According to the table, observing *Alarm* will active the path and introduce a dependency between the two variables:

In [19]:
print( query(Burglary, {Alarm: T, Earthquake: F}, alarm_network) )
print( query(Burglary, {Alarm: T, Earthquake: T}, alarm_network) )

{F: 0.5152140278494068, T: 0.4847859721505931}
{F: 0.996731576412303, T: 0.003268423587696965}


What's happening here? If the alarm is going off, then something is causing. So the more probable that one cause, the *Burglary* is happening then the less likely the other cause, *Earthquake*, is also happening. 

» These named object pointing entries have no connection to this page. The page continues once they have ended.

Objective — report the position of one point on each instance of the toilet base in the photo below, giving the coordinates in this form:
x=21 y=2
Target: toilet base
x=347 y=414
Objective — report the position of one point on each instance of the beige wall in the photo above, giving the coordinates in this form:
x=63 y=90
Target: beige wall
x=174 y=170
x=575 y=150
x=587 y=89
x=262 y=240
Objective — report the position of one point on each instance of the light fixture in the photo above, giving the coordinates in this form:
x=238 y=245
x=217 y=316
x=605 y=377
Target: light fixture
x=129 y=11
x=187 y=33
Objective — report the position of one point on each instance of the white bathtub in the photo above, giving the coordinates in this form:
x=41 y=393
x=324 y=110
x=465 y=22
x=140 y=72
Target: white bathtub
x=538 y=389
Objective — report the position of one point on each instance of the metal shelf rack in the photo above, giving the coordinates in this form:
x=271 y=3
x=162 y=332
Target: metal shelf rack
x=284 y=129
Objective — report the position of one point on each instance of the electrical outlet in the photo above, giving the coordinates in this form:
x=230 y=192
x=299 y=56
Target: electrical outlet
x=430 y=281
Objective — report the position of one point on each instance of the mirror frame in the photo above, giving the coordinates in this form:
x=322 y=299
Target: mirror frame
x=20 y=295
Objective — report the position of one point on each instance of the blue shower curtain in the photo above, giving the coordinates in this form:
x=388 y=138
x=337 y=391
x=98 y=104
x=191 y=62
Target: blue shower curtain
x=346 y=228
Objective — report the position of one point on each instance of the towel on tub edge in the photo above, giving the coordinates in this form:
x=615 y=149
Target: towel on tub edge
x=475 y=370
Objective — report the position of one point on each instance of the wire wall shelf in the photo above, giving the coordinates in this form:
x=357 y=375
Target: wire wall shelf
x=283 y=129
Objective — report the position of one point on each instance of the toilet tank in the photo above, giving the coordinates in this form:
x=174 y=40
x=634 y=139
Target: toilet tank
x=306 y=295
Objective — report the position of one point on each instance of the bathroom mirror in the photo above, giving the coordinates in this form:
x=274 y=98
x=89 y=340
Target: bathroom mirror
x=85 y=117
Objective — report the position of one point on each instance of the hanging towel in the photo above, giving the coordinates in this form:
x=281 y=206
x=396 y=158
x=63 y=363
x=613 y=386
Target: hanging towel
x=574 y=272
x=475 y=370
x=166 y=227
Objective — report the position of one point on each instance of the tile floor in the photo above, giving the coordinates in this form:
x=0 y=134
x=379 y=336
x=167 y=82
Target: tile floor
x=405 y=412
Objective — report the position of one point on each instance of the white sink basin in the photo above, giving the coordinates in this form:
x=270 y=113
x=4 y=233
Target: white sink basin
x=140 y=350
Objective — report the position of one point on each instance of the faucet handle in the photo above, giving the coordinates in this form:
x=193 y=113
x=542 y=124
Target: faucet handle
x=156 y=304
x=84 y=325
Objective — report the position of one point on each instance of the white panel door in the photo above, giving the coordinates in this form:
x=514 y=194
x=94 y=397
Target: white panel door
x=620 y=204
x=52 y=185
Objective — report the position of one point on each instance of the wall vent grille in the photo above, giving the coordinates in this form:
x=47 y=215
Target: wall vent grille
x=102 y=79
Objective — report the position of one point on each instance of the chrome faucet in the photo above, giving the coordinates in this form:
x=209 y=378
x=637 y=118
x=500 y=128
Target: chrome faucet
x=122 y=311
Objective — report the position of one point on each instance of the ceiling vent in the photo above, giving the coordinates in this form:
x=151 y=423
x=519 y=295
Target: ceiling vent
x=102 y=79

It is important to note that **an observation of any dependent children of the common effect node will active the path**. For example:

In [20]:
print( query(Burglary, {MaryCalls: T, Earthquake: T}, alarm_network) )
print( query(Burglary, {MaryCalls: T, Earthquake: F}, alarm_network) )

{F: 0.9968393116490958, T: 0.0031606883509043226}
{F: 0.9419116927193812, T: 0.058088307280618735}


Since a call from Mary indicates an alarm might be going off, it is tantamount - as far as path activiation is concerned - to observing the alarm itself. 

### D-Separation

To check if two variables are independent, check *every* path between them. If there is an active path between the node, they are **not** independent.